Afrique du Sud : À Durban, des milliers de manifestants réclament le départ des sans-papiers
Publié le : 30/06/2026 – 15:08
Avec notre envoyé spécial à Durban, Valentin Hugues
L’Afrique du Sud est en émoi ce 30 juin 2026, marquant la fin d’un ultimatum lancé par des groupes citoyens organisés qui exigent le départ des étrangers sans papiers. Ces manifestations, qui ont déjà causé la mort de cinq personnes, sont l’aboutissement d’une campagne xénophobe qui a poussé environ 25 000 immigrés à fuir, accusés de prendre les emplois des Sud-Africains.
À la mi-journée, des incidents ont été signalés à Johannesburg, où des groupes divisés ont tenté de forcer l’entrée dans des magasins et des résidences, occasionnant des dégradations. Des affrontements entre manifestants et résidents ont également été rapportés.

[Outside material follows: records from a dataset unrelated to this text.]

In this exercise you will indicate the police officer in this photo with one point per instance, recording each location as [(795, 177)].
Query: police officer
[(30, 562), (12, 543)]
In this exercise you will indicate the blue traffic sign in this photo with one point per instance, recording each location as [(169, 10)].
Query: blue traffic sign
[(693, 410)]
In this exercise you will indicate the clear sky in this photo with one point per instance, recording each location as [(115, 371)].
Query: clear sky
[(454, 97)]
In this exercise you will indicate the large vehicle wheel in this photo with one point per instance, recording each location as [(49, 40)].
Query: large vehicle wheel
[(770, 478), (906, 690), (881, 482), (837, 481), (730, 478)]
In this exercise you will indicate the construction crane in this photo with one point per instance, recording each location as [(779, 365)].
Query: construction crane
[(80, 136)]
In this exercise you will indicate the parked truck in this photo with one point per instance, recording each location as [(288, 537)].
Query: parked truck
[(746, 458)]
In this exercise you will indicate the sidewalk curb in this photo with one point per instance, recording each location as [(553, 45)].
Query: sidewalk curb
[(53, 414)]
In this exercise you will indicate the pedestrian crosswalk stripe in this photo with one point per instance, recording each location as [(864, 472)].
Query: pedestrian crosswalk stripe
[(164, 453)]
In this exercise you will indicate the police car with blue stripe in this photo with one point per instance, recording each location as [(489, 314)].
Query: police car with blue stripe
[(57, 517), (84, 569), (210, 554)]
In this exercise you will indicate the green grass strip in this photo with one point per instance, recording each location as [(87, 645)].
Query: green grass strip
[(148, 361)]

Marche pacifique mais tension palpable
À Durban, le cortège rassemblait des milliers de personnes, la marche restant relativement pacifique. Les manifestants cherchaient à faire entendre leur voix et à montrer qu’ils ne reculeront pas dans leur lutte. Toutefois, des actes d’intimidation ont été observés, notamment des arrêts devant des bâtiments supposément habités par des immigrés en situation irrégulière, leur demandant de partir. La police a dû intervenir pour maintenir l’ordre lorsque des échanges verbaux ont eu lieu entre manifestants et résidents.

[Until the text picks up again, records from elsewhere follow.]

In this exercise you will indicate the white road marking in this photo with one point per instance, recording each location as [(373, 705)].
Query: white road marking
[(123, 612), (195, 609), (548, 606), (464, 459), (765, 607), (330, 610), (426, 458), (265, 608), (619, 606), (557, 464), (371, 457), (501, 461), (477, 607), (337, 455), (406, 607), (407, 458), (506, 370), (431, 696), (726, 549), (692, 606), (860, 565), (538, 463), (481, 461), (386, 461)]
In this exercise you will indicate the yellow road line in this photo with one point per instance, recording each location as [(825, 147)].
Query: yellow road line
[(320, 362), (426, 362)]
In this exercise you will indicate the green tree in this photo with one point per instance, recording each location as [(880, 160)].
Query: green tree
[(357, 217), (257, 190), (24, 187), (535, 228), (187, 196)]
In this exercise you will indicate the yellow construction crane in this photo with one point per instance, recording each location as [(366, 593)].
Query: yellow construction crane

Les participants, galvanisés par leur cause, s’apprêtent à présenter un mémorandum à l’issue de leur marche, contenant des revendications telles que la déportation de tous les sans-papiers et le renforcement de la sécurité aux frontières sud-africaines.
Un contexte de tensions xénophobes
L’Afrique du Sud a déjà été le théâtre de violentes émeutes xénophobes, notamment en 2008 et 2015. Actuellement, plus de 25 000 ressortissants de pays tels que le Malawi, le Zimbabwe, le Mozambique, le Nigeria et le Ghana ont fui ces dernières semaines, souvent par leurs propres moyens ou grâce à des bus affrétés.
La situation demeure tendue, illustrant une montée des sentiments anti-immigrés dans le pays.